Immigrant parents have an important role to play in maintaining and acquiring native languages, according to new research by a graduate student at the University of Saskatchewan (USask).

In fact, while heritage schools play an important role in the bilingualism or multilingualism of children, the influence of immigrant families may be even greater, said Qin Xiang, who defended his doctoral thesis in November as as a student at USask’s interdisciplinary studies program. Xiang, who was born and raised in China, focused on Mandarin Chinese for her dissertation, titled “Maintaining Mandarin Chinese Heritage Language Among Mandarin-English Bi / Multilingual Children in Saskatchewan”.

“Attending community schools of Mandarin origin plays an indispensable role in the acquisition of the Mandarin origin language of children, especially when it comes to literacy. However, the fundamental role can be attributed to Chinese immigrant parents who have positive attitudes towards the Mandarin language and heritage and create a supportive and cohesive family environment that adopts Mandarin as a family language policy and provides substantial contexts in which to use Mandarin. , as well as providing a sufficient and varied intake of Mandarin inside and outside the home and family, ”she said.

“It can help motivate their children to develop positive attitudes towards learning Mandarin and stimulate them to maintain Mandarin as their original language. “

Xiang arrived in the United States after graduating with a bachelor’s and master’s degree from universities in Wuhan City, capital of Hubei Province in the People’s Republic of China. Xiang said the best part of her educational journey at USask has been meeting “fantastic” academic advisers and professors, especially her thesis supervisor, Dr. Veronika Makarova (PhD), a faculty member in the department. in Linguistics from the College of Arts and Sciences at USask.

For Xiang, the issue of acquiring and maintaining the original language is of personal and professional interest.

“As an immigrant mother trying to teach Mandarin Chinese to my Canadian born and raised daughter, Chinese-English bilingualism becomes a central topic of my interests both in research and in practice,” she said. declared.
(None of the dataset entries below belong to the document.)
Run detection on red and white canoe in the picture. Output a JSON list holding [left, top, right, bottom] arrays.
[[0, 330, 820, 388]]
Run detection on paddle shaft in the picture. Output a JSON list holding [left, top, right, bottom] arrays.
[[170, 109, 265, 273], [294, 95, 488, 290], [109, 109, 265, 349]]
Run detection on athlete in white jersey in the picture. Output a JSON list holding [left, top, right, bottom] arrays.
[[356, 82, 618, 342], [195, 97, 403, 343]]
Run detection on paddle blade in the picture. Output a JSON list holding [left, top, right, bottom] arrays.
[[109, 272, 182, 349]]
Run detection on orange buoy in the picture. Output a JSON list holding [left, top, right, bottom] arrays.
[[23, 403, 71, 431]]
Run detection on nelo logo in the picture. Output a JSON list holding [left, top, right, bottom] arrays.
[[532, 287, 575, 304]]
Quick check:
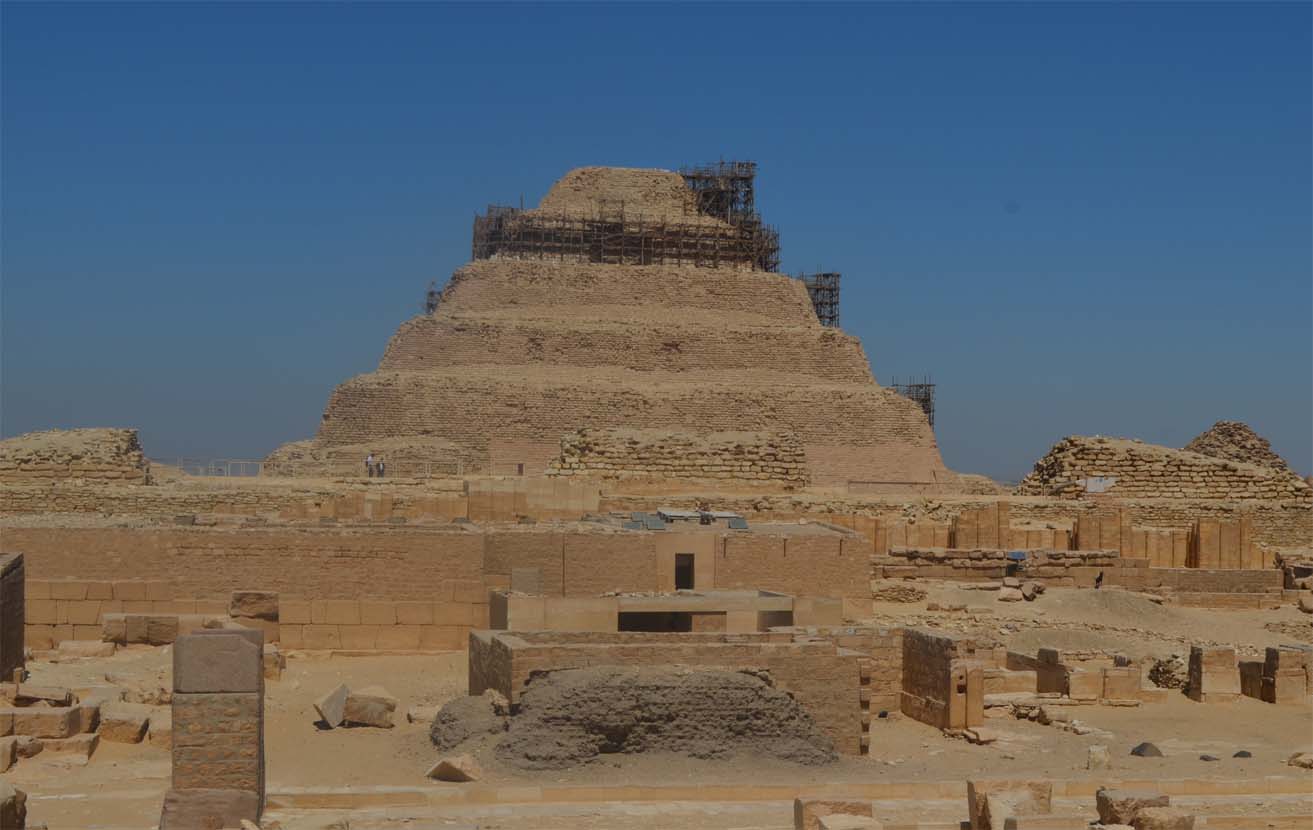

“The prestigious status of Mandarin in China, as an official language of education and government, is reflected in Canada not only in the growth in the number of Mandarin speakers, but also in the highest retention rates in the country. language compared to other Chinese languages. spoken by Canadian immigrants. In Saskatchewan, however, Mandarin is one of the least spoken languages ​​overall, and the number of native speakers of Mandarin is lower than that of other Chinese dialects, such as Cantonese. The teaching of Mandarin in schools, the use of Mandarin in community centers and churches, and the support of Mandarin in the mass media, are less pronounced in Saskatchewan than in British Columbia and Ontario.

While Mandarin Chinese is spoken less frequently in Saskatchewan than in other Canadian provinces, Xiang said the positive influence of maintaining the original language on the cognitive development and academic skills of bi / multilingual children has been demonstrated. in previous studies. Previous studies have also indicated that maintaining the original language can have a positive impact on successful majority language learning. In addition, the maintenance and development of the original language can be continued without any loss of mastery of the majority language, she said, and the maintenance of the original language was also identified as a dimension. important adaptation experiences of immigrants, benefiting their general well-being.

“Therefore, it is essential to understand the extent to which the children of immigrants acquire their native language and what factors can contribute to mastery and maintenance of their native language,” Xiang said.

Xiang added that his research suggests that governments and institutions should pay more attention to maintaining and acquiring Mandarin as a heritage language that is to be inherited by future generations – as it is closely linked to cultural roots. ethnic groups – “rather than promoting it as a foreign language due to the need to increase skills in the global economy.”

“In addition, the results of this study may be of interest to non-Chinese immigrant groups as well as refugees in Canada,” she said.

Now that Xiang has completed her doctoral work, she looks to the future. She could soon undertake another project related to heritage and biliteracy of the dominant language. She would also like to work as a post-secondary Chinese teacher and support heritage language schools.

Xiang believes her research skills benefited from taking an interdisciplinary approach to her doctoral dissertation, in which she incorporated scholarships in areas such as linguistics, psychology, and educational theory. She received numerous scholarships and awards during her university career and has since been nominated for an award for her doctoral work.

“I would like to express my gratitude and thanks to the China Scholarship Council, the Interdisciplinary Studies Program, the College of Arts and Sciences, and the College of Graduate and Postdoctoral Studies at the University of Saskatchewan for funding and support. of my doctoral studies, ”she said.